Епископ Гдовский был одним из старейших иерархов Русской Церкви. Его отец Гавриил Маркович Любимов был настоятелем церкви Святого великомученика Пантелеймона в Ораниенбауме. Друг и сподвижник Иоанна Кронштадтского, он был известен, как неутомимый благотворитель. Более девяноста храмов было возведено с его помощью. В одном Ораниенбауме было построено его трудами три церкви. В своей квартире он устроил уездное училище для детей, которым сам преподавал Закон Божий и пение. Училище посещало до восьмидесяти детей, и отец Гавриил изыскал средства для строительства под оное отдельного дома. Следом была возведена богодельня для престарелых. По смерти батюшки благодарные горожане назвали одну из улиц его именем – Любимовской. В 1924 году власти переименовали её в Колхозную…
Отец Димитрий продолжил благотворительную деятельность родителя. Более тридцати лет он служил в церкви Покрова Божией Матери, расположенной в Большой Коломне, увековеченной Пушкиным в своей поэме «Домик в Коломне». Сам поэт не раз посещал храм, а его отец немало жертвовал на него. Здесь, на Садовой улице, недалеко от Сенного рынка, жило много бедняков. Этот квартал Петербурга считался отчасти сродни московской Хитровке, то есть вотчиной нищих и отбросов общества. Поэтому простор для благотворительности открывался здесь самый что ни на есть широкий. При храме содержались сиротский приют, дома престарелых, школы и многое другое.
После революции отец Димитрий овдовел и был пострижен в Московском Свято-Даниловом монастыре в иночество, а вскоре возведен в сан архимандрита.
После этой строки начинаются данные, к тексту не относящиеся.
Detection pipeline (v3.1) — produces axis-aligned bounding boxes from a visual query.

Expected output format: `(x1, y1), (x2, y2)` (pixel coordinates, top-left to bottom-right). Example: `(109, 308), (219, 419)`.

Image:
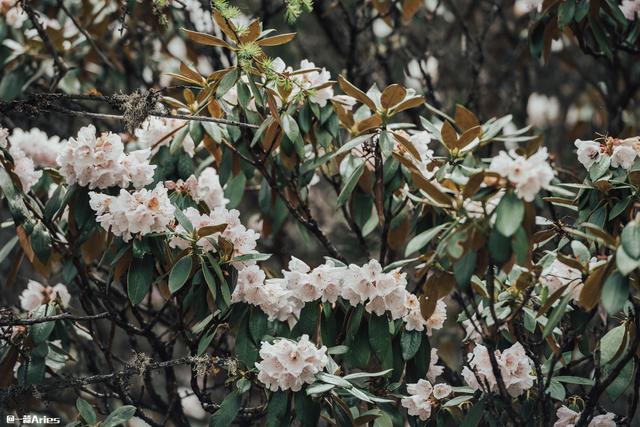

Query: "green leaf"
(267, 391), (289, 427)
(216, 69), (238, 98)
(169, 255), (193, 294)
(127, 256), (154, 305)
(31, 221), (51, 264)
(600, 325), (627, 365)
(620, 221), (640, 260)
(453, 251), (477, 288)
(616, 245), (640, 276)
(404, 224), (450, 256)
(460, 400), (485, 427)
(602, 271), (629, 315)
(558, 0), (576, 28)
(224, 173), (247, 209)
(605, 359), (636, 402)
(553, 375), (593, 386)
(369, 314), (391, 363)
(101, 405), (136, 427)
(336, 162), (364, 207)
(496, 191), (524, 237)
(400, 330), (422, 360)
(588, 15), (613, 59)
(209, 390), (240, 427)
(76, 398), (98, 425)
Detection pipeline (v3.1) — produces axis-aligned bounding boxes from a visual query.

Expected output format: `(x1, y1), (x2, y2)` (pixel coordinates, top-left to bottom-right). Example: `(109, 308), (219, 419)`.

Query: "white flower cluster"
(231, 257), (344, 325)
(400, 380), (452, 421)
(169, 206), (260, 268)
(540, 259), (583, 301)
(256, 334), (329, 392)
(9, 146), (42, 191)
(89, 182), (175, 242)
(58, 125), (156, 189)
(527, 92), (560, 128)
(0, 0), (27, 29)
(165, 167), (229, 210)
(620, 0), (640, 21)
(462, 342), (536, 397)
(489, 147), (555, 202)
(553, 405), (616, 427)
(232, 257), (447, 335)
(574, 137), (640, 170)
(135, 116), (195, 157)
(0, 128), (60, 191)
(9, 128), (62, 168)
(20, 280), (71, 311)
Когда началась кампания по изъятию церковных ценностей, он был арестован и сослан на три года – сперва в Уральск, а затем в Туркестан. После казни митрополита Вениамина последовал арест четырех викарных епископов, и по возвращении в город архимандрит Димитрий был рукоположен во епископа Гдовского.
Милостивый к падшим и непримиримый к врагам Христовой Церкви, владыка Димитрий был неколебим в стоянии за неё. И случись отступить от Истины хотя бы и всем епископам, он, подобно Максиму Исповеднику, предпочёл бы оказаться в одиночестве против всего мира, нежели причаститься из одной чаши с патриархом-еретиком. Годы и лишения не отняли у него ни решимости, ни энергии, не подавили, как епископа Сергия. И делегацию к Заместителю он вёл подобно тому, как командир ведёт в бой свой отряд.
Именно так, сродни военному походу, ощущал отец Вениамин поездку в Москву. Возможно, другие чувствовали иначе. Но офицерской закваски не истребить принятием пострига, и в эти горячие дни отец Вениамин не раз ловил себя на том, что думает и оценивает события, как армейский полковник, а не смиренный инок…
Митрополит Сергий встретил делегацию с видимым спокойствием, за которым проглядывала, однако, плохо скрываемая нервозность. Дотоле отец Вениамин видел Заместителя лишь на фотографиях и теперь не без интереса изучал его. Всё-таки лицо чрезвычайно редко не соответствует сути человека. Некогда полковник Арсентьев мог угадать большевика лишь по глазам. Если душу поразила болезнь большевизма, то это печатью проступает на лице. Представители духовного звания ничуть не отличаются от простых смертных. Это заметил отец Вениамин ещё по обновленцам и лишний раз убедился, глядя на митрополита Сергия. Первая невольная мысль-чувство мелькнула при виде него: серый весь… От пегой бороды, на щеках более похожей на густую звериную шерсть… Волчью? А глаза маленькие, бегают под стёклами очков. И во всех движениях его, в том, как идёт мелкими шагами, чуть подавшись вперед, щурясь – насторожённость сквозит. Словно он воздух обоняет, прежде чем шаг сделать. Странно знакомая повадка… И не волчья никак. Шаг… Бегают подозрительно бусинки глаз под пегими бровями… Выдвинулось лицо вперёд… Точно носом повёл… И выжидает, анализирует возможные угрозы.